As suggested by the findings of studies summarized in Table 4, gut microbiota may be strongly involved in the association between diet and dementia development. Healthy dietary habits promote a gut microbiota composition with anti-inflammatory activity.116 Conversely, high-fat diets may promote gut microbiota dysbiosis, and thus support systemic inflammation.117 Moreover, healthy gut microbiota may be fundamental for the transformation of dietary nutrients into active compounds exerting beneficial effects on the brain.

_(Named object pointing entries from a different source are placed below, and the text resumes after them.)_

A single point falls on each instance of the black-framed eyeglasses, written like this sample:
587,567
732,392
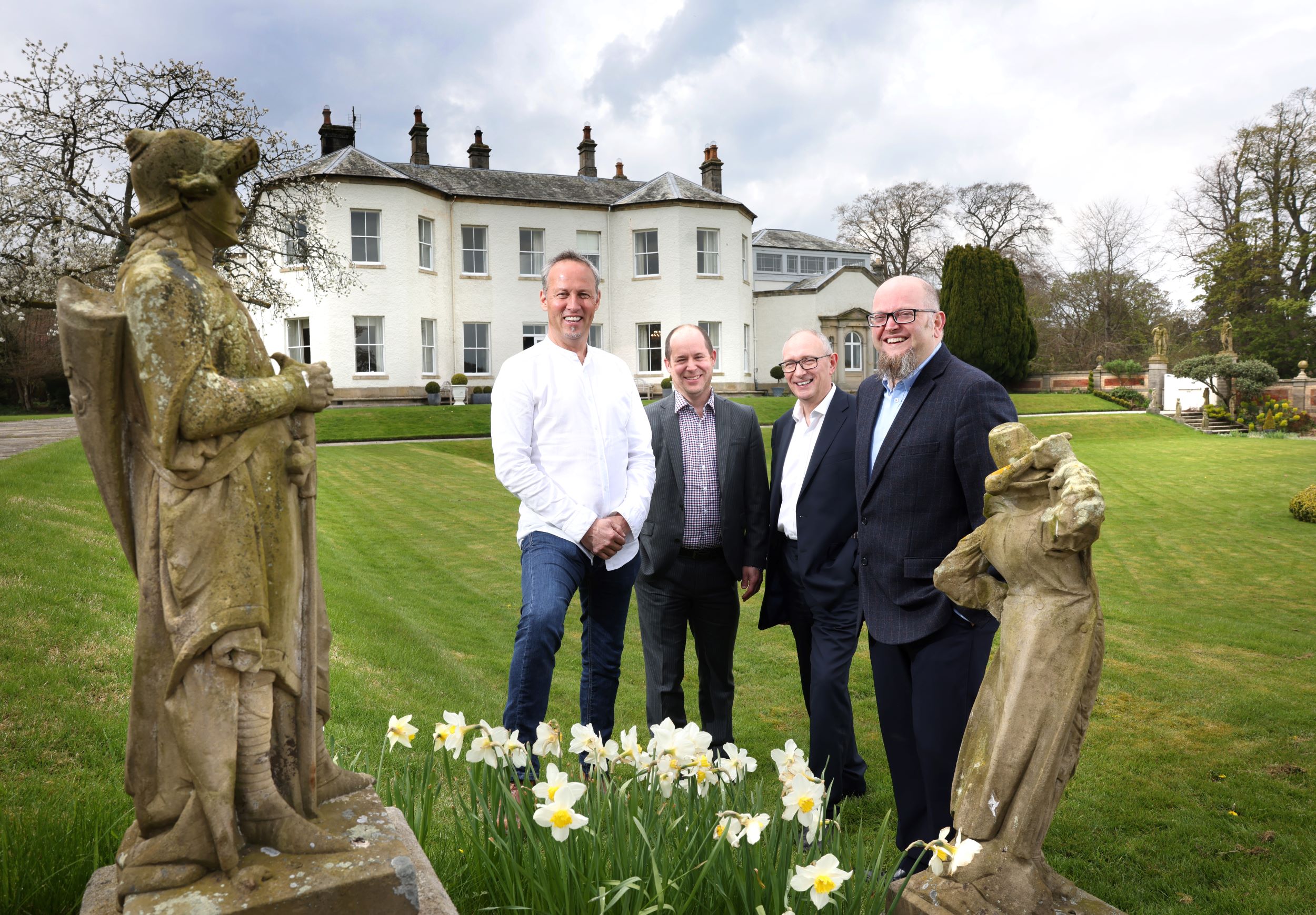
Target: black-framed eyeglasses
903,316
807,363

Polyphenols represent a prototype of this possible mechanism.118 In fact, red raspberry-derived anthocyanins and ellagitannins need specific gut microbiota metabolism to be transformed into urolithins,119 which may exert important neuroprotective effects.80,81 Similarly, curcumin has recently emerged as a promising modulator of the gut microbiota, showing neuroprotective effects.120 In fact, its administration is able to induce increased expression of taxa with anti-inflammatory properties in gut microbiota, attenuating the systemic LPS absorption associated with Western-style diet.120 Moreover, curcumin metabolites produced by the microbiota itself can exert independent antioxidant activity, particularly against the central nervous system,121 and inhibit tau protein aggregation in vitro.122 In an open-label intervention study, curcumin administration to patients with MCI resulted in improvement in cognitive symptoms, making it a very promising target for novel drug development.123

Another critical issue of the existing studies on the microbiota–dementia relationship is the circumstance that most of them have been performed on animal models or patients with AD type of dementia. Very few of them have been performed in the context of vascular dementia, and none on other types of dementia, despite the clinical and physiopathologic relevance of this classification. However, the gut–brain axis also mediates the neuroinflammatory response after a vascular injury, such as ischemic stroke.124 Additionally, diabetes mellitus and obesity, which are among the main conditions predisposing to vascular dementia, are both associated with gut microbiota alterations and/or dysbiosis.125,126 Thus, the gut microbiota may also be involved in vascular cognitive impairment, mainly through modulation of local neural and systemic inflammation and insulin sensitivity.127

The results of animal intervention studies (Tables 3 and 4) support the assumption that manipulation of gut microbiota can improve cognitive function. This is a very promising field of preventive and therapeutic intervention,125,128 although the few human studies performed up to date have given disappointing results.85–87 However, there is increasing evidence indicating that some cerebral functions, and particularly mood and anxiety, can be ameliorated in subjects with psychiatric conditions by the administration of probiotics.129 The word “psychobiotics” has been coined to design this specific function of probiotics.130 More studies are needed in the future to assess the effects of these preparations on cognitive functions of both healthy individuals and older patients with dementia.125,130

Conclusion

The existence of a gut–brain axis involved in dementia is supported by several observational and intervention studies performed in animal models. As such, a physiopathologic role of gut microbiota alterations in cognitive frailty, MCI and dementia of older people has been hypothesized by many authors, particularly for AD. However, very few investigators have explored this hypothesis with clinical studies. Gut microbiota modulation represents a very interesting area of research for developing novel preventive or curative strategies against cognitive impairment, but, at the current state of the art, no recommendations for clinical practice can be made.